Perbedaan Syi’ah Awal dan Rafidhah
| Syi’ah Awal | Rafidhah |
| Dukungan politik kepada Ali (w. 40 H) | Menjadikan imamah sebagai pokok agama |
| Masih menghormati Abu Bakar (w. 13 H) dan Umar (w. 23 H) | Menolak legitimasi keduanya |
| Tidak memiliki doktrin imam ma’shum | Mengembangkan konsep kemaksuman imam |
| Belum memiliki keyakinan ghaibah | Mengembangkan doktrin ghaibah |
Inilah titik penting transformasi dari gerakan politik menjadi sekte akidah.
Bagaimana Transformasi Ini Terjadi?
Secara ringkas, perjalanan sejarahnya dapat digambarkan sebagai berikut:
Fase Pertama: Dukungan Politik
- Mendukung Ali bin Abi Thalib radhiyallahu ‘anhu (w. 40 H) dalam konflik politik.
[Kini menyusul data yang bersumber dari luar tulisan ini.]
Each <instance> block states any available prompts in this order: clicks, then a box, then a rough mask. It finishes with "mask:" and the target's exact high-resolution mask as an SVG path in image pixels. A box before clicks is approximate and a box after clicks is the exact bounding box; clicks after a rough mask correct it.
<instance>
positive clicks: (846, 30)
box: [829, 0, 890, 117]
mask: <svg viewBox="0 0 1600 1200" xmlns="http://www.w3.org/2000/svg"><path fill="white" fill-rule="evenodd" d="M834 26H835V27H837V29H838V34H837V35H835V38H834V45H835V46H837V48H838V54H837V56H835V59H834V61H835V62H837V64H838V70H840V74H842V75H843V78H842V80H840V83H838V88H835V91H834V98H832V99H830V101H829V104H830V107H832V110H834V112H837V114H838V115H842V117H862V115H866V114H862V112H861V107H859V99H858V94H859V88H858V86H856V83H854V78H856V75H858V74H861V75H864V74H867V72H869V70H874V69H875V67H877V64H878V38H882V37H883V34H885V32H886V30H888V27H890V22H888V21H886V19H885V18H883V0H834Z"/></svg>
- Belum menjadi mazhab akidah yang tersusun.
Fase Kedua: Pengagungan Ahlul Bait
- Muncul kecintaan yang berlebihan kepada sebagian tokoh Ahlul Bait.
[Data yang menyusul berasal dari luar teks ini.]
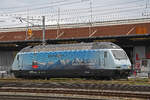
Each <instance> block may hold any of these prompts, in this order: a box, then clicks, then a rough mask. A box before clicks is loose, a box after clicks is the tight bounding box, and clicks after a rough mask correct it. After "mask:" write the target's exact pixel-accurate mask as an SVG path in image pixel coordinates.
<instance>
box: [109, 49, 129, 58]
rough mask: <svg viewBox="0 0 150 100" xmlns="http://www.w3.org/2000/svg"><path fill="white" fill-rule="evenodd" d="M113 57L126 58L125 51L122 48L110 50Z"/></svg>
mask: <svg viewBox="0 0 150 100" xmlns="http://www.w3.org/2000/svg"><path fill="white" fill-rule="evenodd" d="M111 51H112V53H113V56H114V57H115V59H128V57H127V55H126V53H125V52H124V51H123V50H111Z"/></svg>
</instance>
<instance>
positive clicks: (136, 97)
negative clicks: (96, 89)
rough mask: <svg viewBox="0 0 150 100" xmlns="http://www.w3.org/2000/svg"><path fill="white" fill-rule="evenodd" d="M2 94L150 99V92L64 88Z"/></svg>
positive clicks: (37, 90) (18, 91) (10, 91)
mask: <svg viewBox="0 0 150 100" xmlns="http://www.w3.org/2000/svg"><path fill="white" fill-rule="evenodd" d="M0 92H1V93H4V92H7V93H16V94H17V93H24V94H26V93H36V95H37V93H40V94H69V95H81V96H83V95H84V96H111V97H126V98H143V99H150V92H133V91H112V90H87V89H64V88H20V87H19V88H18V87H2V88H0Z"/></svg>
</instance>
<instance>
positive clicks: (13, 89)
mask: <svg viewBox="0 0 150 100" xmlns="http://www.w3.org/2000/svg"><path fill="white" fill-rule="evenodd" d="M1 93H6V94H7V93H10V94H13V95H16V94H18V93H22V94H23V95H24V94H33V93H34V94H38V95H39V94H42V95H45V94H47V95H50V94H57V95H61V94H63V95H65V97H66V95H71V96H72V95H78V96H79V97H80V96H83V95H84V96H85V97H91V96H94V97H96V98H97V97H99V96H110V97H127V98H144V99H150V85H128V84H96V83H93V84H92V83H67V82H29V81H25V82H6V81H1V82H0V95H1ZM47 95H46V96H47ZM67 100H69V99H67Z"/></svg>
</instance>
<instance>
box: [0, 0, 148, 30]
mask: <svg viewBox="0 0 150 100" xmlns="http://www.w3.org/2000/svg"><path fill="white" fill-rule="evenodd" d="M0 1H1V3H0V28H4V27H19V26H25V25H27V24H26V21H24V20H27V19H32V20H28V21H30V22H32V23H34V24H41V21H40V20H37V19H41V16H45V17H46V24H48V25H49V24H57V23H60V24H64V23H81V22H82V23H86V22H91V21H92V22H95V21H111V20H120V19H133V18H145V17H149V15H150V13H149V11H150V3H149V0H0ZM27 16H29V17H27ZM19 18H22V19H24V20H20V19H19Z"/></svg>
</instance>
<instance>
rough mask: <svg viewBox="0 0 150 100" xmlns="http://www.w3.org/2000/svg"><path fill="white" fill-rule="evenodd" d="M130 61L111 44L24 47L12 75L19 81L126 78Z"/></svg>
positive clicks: (64, 45)
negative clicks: (102, 78)
mask: <svg viewBox="0 0 150 100" xmlns="http://www.w3.org/2000/svg"><path fill="white" fill-rule="evenodd" d="M130 66H131V63H130V60H129V58H128V56H127V55H126V53H125V51H124V50H123V49H121V48H120V47H119V46H117V45H116V44H114V43H111V42H95V43H78V44H57V45H38V46H34V47H33V46H28V47H26V48H24V49H22V50H21V51H20V52H19V53H18V54H17V55H16V57H15V59H14V62H13V64H12V72H13V73H14V75H15V76H16V77H22V78H35V77H38V78H52V77H67V78H69V77H87V78H88V77H93V78H104V77H108V78H116V77H121V78H122V77H123V78H126V77H128V76H129V73H130V70H131V69H130Z"/></svg>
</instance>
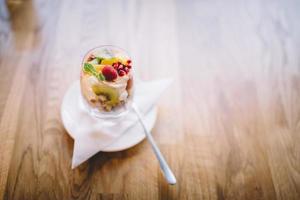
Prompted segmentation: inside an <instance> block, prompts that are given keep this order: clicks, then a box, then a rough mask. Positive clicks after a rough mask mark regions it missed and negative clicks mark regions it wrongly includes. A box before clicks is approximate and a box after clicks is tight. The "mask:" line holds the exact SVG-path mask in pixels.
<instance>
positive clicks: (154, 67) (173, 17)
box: [0, 0, 300, 200]
mask: <svg viewBox="0 0 300 200" xmlns="http://www.w3.org/2000/svg"><path fill="white" fill-rule="evenodd" d="M4 5H5V3H4V0H1V6H0V14H1V15H0V76H1V78H0V195H1V197H4V199H137V200H140V199H163V200H166V199H250V200H253V199H283V200H287V199H288V200H290V199H300V54H299V52H300V37H299V36H300V12H299V10H300V2H299V1H275V0H270V1H267V0H266V1H260V0H254V1H231V0H230V1H215V0H212V1H197V0H189V1H179V0H174V1H171V0H165V1H158V0H157V1H121V0H120V1H106V0H103V1H97V0H91V1H73V0H64V1H59V0H35V1H30V0H26V1H25V0H24V1H22V0H8V2H7V5H8V8H7V9H6V8H5V6H4ZM101 44H114V45H118V46H122V47H124V48H125V49H127V50H128V51H129V52H130V53H131V55H132V57H133V61H134V64H135V66H136V68H137V71H138V73H139V74H140V77H141V78H142V79H144V80H152V79H158V78H162V77H168V76H172V77H175V78H176V81H175V82H174V84H173V85H172V87H171V88H170V89H169V90H168V91H167V92H166V93H165V94H164V95H163V96H162V98H161V101H160V102H159V114H158V121H157V123H156V125H155V127H154V130H153V135H154V137H155V139H156V141H157V143H158V145H159V147H160V148H161V150H162V153H163V154H164V155H165V157H166V159H167V161H168V162H169V164H170V166H171V168H172V169H173V170H174V173H175V174H176V176H177V179H178V184H177V185H175V186H169V185H167V184H166V182H165V180H164V178H163V176H162V174H161V172H160V169H159V165H158V162H157V160H156V159H155V156H154V155H153V152H152V150H151V148H150V145H149V144H148V143H147V142H146V141H143V142H142V143H141V144H139V145H137V146H135V147H134V148H131V149H129V150H126V151H122V152H116V153H98V154H97V155H95V156H93V157H92V158H91V159H90V160H89V161H87V162H85V163H84V164H82V165H81V166H80V167H78V168H77V169H75V170H71V158H72V150H73V140H72V139H71V138H70V137H69V136H68V134H67V132H66V131H65V129H64V127H63V125H62V122H61V118H60V104H61V100H62V97H63V95H64V92H65V91H66V90H67V88H68V87H69V86H70V85H71V83H72V82H74V81H75V80H77V79H78V77H79V65H80V62H81V59H82V56H83V54H84V53H85V52H86V51H87V50H88V49H90V48H91V47H94V46H97V45H101ZM1 197H0V198H1Z"/></svg>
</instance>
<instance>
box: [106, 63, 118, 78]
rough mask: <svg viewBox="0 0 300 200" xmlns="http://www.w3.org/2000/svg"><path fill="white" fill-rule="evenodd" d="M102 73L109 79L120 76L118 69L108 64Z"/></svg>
mask: <svg viewBox="0 0 300 200" xmlns="http://www.w3.org/2000/svg"><path fill="white" fill-rule="evenodd" d="M102 74H103V76H104V77H105V80H107V81H112V80H114V79H116V78H117V77H118V73H117V71H116V70H115V69H114V68H113V67H111V66H108V65H107V66H105V67H103V69H102Z"/></svg>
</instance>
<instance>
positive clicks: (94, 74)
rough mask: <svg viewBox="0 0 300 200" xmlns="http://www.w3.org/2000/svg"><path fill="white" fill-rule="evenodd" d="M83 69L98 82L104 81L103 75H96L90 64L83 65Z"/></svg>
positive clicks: (96, 72) (104, 78)
mask: <svg viewBox="0 0 300 200" xmlns="http://www.w3.org/2000/svg"><path fill="white" fill-rule="evenodd" d="M83 69H84V71H86V72H88V73H91V74H92V75H93V76H95V77H96V78H97V79H98V80H100V81H104V80H105V77H104V76H103V74H102V73H98V72H97V71H96V69H95V68H94V66H93V65H92V64H90V63H84V66H83Z"/></svg>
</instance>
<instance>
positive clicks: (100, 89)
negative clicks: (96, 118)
mask: <svg viewBox="0 0 300 200" xmlns="http://www.w3.org/2000/svg"><path fill="white" fill-rule="evenodd" d="M80 85H81V93H82V96H83V98H84V101H85V102H86V103H87V105H88V107H89V108H90V110H91V111H92V112H93V114H96V115H100V117H101V116H105V115H106V116H108V115H113V116H117V115H120V114H121V113H124V111H127V108H128V104H129V103H130V102H131V99H132V96H133V72H132V63H131V59H130V58H129V56H128V54H127V53H126V52H125V51H124V50H123V49H121V48H119V47H115V46H101V47H97V48H94V49H92V50H90V51H89V52H88V53H87V54H86V56H85V57H84V59H83V62H82V68H81V75H80Z"/></svg>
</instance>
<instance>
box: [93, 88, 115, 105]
mask: <svg viewBox="0 0 300 200" xmlns="http://www.w3.org/2000/svg"><path fill="white" fill-rule="evenodd" d="M92 89H93V91H94V93H95V94H96V95H98V96H99V95H103V96H105V97H106V98H107V101H106V102H105V103H106V104H107V105H110V106H116V105H117V104H118V103H119V95H118V92H117V91H116V90H115V89H113V88H111V87H108V86H106V85H93V86H92Z"/></svg>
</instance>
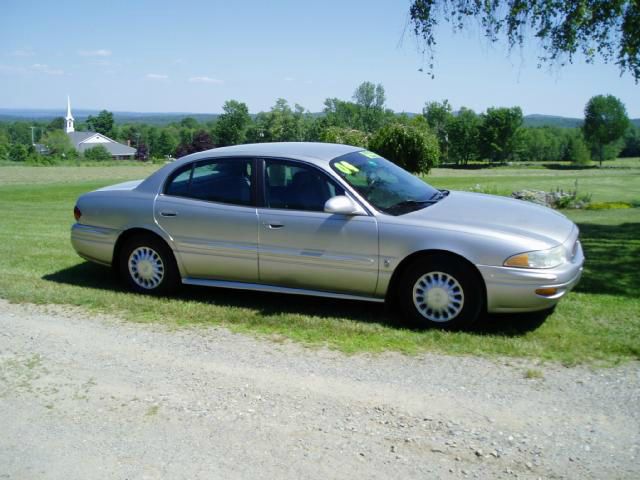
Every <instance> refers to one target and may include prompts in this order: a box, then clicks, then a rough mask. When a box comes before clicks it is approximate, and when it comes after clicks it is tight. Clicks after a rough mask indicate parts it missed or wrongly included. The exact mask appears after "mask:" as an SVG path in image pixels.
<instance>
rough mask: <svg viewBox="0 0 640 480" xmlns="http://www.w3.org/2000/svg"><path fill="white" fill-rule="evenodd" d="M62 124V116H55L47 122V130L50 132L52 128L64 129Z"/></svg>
mask: <svg viewBox="0 0 640 480" xmlns="http://www.w3.org/2000/svg"><path fill="white" fill-rule="evenodd" d="M64 126H65V120H64V117H56V118H54V119H53V120H51V121H50V122H49V123H48V124H47V131H48V132H51V131H53V130H64Z"/></svg>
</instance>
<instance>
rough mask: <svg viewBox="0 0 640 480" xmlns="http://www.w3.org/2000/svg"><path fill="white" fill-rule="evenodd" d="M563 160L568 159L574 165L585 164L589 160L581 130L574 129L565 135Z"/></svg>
mask: <svg viewBox="0 0 640 480" xmlns="http://www.w3.org/2000/svg"><path fill="white" fill-rule="evenodd" d="M564 160H568V161H570V162H572V163H575V164H576V165H586V164H587V163H589V160H591V156H590V155H589V149H588V148H587V144H586V143H585V141H584V137H583V136H582V132H581V131H580V130H578V129H574V130H573V131H571V132H570V133H569V134H568V135H567V146H566V150H565V155H564Z"/></svg>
- Sebagian kelompok mulai mencela lawan-lawan politik Ali bin Abi Thalib radhiyallahu ‘anhu (w. 40 H).
Fase Ketiga: Doktrin Imamah
- Imamah dianggap penetapan ilahi.
- Imam diyakini memiliki otoritas khusus dalam agama.
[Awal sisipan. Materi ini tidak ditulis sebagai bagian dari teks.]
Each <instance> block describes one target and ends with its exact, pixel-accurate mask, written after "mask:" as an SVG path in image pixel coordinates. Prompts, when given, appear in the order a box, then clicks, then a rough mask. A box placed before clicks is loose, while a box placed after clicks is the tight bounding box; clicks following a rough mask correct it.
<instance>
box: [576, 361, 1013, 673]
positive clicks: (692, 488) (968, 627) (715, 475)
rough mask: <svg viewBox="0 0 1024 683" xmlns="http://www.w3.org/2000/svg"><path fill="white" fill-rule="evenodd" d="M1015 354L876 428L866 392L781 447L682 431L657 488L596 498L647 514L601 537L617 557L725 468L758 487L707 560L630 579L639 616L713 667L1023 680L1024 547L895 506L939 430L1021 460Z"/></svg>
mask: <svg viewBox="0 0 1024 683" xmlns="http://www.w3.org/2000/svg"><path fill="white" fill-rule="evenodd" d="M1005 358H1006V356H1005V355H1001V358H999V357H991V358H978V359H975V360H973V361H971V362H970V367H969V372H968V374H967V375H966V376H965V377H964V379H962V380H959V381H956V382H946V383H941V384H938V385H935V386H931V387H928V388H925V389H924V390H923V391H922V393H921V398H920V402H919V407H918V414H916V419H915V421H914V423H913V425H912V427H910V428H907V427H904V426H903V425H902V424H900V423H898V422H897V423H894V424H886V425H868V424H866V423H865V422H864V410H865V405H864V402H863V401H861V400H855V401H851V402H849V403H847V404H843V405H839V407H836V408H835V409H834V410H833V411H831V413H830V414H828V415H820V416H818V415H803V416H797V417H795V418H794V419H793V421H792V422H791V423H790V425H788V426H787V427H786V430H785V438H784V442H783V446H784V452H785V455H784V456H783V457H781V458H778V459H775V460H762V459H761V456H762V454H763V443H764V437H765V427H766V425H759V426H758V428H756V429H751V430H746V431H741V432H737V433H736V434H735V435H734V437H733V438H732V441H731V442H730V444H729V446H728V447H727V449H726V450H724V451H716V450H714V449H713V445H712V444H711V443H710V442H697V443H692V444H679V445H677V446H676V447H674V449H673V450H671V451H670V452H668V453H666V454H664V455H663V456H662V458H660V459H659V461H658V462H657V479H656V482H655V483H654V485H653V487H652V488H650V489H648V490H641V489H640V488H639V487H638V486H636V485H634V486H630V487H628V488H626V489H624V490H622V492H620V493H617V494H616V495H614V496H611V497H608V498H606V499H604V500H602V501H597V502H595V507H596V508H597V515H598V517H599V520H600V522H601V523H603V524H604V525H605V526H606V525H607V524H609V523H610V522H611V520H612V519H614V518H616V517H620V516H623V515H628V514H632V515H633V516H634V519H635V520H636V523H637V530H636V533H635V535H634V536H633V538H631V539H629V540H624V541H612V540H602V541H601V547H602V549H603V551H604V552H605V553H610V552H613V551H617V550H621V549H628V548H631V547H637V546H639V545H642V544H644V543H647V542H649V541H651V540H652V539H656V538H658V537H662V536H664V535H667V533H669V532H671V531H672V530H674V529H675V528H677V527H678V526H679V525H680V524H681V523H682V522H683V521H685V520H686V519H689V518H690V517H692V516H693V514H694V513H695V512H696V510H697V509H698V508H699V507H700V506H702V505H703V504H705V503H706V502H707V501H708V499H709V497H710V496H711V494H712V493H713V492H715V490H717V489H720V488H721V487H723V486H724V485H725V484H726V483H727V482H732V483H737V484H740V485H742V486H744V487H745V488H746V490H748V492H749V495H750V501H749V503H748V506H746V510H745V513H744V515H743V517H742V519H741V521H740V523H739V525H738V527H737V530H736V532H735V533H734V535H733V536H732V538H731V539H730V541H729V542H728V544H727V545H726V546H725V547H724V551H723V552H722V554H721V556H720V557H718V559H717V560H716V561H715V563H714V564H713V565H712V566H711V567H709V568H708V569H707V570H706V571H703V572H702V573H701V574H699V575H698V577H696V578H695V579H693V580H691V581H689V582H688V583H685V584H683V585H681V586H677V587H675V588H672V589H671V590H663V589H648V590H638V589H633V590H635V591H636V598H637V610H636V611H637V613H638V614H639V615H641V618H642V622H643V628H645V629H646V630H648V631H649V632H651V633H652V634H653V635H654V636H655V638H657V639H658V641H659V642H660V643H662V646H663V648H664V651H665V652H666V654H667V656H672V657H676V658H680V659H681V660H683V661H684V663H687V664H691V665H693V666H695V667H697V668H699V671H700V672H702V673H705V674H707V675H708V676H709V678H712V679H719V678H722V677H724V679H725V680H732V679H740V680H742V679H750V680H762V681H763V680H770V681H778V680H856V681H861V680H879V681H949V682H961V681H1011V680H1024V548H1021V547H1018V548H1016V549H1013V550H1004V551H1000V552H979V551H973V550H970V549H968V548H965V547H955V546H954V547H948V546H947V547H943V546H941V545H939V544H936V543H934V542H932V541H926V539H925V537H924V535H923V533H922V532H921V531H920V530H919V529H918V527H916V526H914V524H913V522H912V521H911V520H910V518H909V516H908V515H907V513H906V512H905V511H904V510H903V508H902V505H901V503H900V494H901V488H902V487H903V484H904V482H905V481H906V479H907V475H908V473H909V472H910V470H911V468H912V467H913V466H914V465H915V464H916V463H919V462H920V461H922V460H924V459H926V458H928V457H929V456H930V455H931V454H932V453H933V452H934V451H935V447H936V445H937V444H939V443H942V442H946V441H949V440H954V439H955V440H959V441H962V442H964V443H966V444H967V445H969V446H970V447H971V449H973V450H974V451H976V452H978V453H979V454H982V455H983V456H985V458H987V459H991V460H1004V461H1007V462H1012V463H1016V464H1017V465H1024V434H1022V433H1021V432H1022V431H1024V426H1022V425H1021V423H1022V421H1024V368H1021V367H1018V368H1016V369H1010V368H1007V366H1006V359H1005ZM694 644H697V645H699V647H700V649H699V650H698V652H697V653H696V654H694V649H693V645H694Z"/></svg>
Fase Keempat: Kemaksuman Imam
- Imam dipandang ma’shum dari kesalahan.
- Perkataan imam dijadikan sumber agama.
Fase Kelima: Ghaibah dan Penantian Imam
- Diyakini imam kedua belas menghilang.
- Muncul konsep penantian kemunculan kembali Al-Mahdi.
Pada fase inilah Syi’ah Imamiyah berkembang menjadi sistem teologi yang lengkap dan berbeda secara mendasar dari Ahlus Sunnah.
Kesimpulan
Perkembangan Syi’ah berlangsung melalui proses sejarah yang panjang:
- Bermula dari dukungan politik kepada Ali bin Abi Thalib radhiyallahu ‘anhu (w. 40 H).
- Terjadi fitnah besar setelah terbunuhnya Utsman bin ‘Affan radhiyallahu ‘anhu (w. 35 H).
- Muncul Perang Jamal (36 H) dan Perang Shiffin (37 H).
- Lahir kelompok Khawarij akibat peristiwa tahkim.
- Sebagian pengikut Ali bin Abi Thalib radhiyallahu ‘anhu (w. 40 H) berkembang menjadi kelompok Rafidhah.
- Syi’ah kemudian terpecah menjadi berbagai sekte seperti Kaisaniyah, Zaidiyah, Ismailiyah, dan Imamiyah.
- Dinasti-dinasti Syi’ah seperti Buwaihiyah, Fatimiyah, dan Safawiyah memperkuat penyebarannya.
- Akhirnya terbentuklah Syi’ah Imamiyah Dua Belas dengan doktrin imamah, kemaksuman imam, dan ghaibah.
Ahlus Sunnah wal Jamaah mencintai Ahlul Bait Nabi ﷺ, menghormati seluruh sahabat, serta meyakini bahwa sumber agama adalah Al-Qur’an dan Sunnah yang dipahami menurut pemahaman para sahabat dan generasi terbaik umat ini. Wallahu a’lamu bishshawab.
Washallallahu ‘ala nabiyyina muhammad wa alihi washahbihi wasallam, walhamdulillahi rabbil ‘alamin.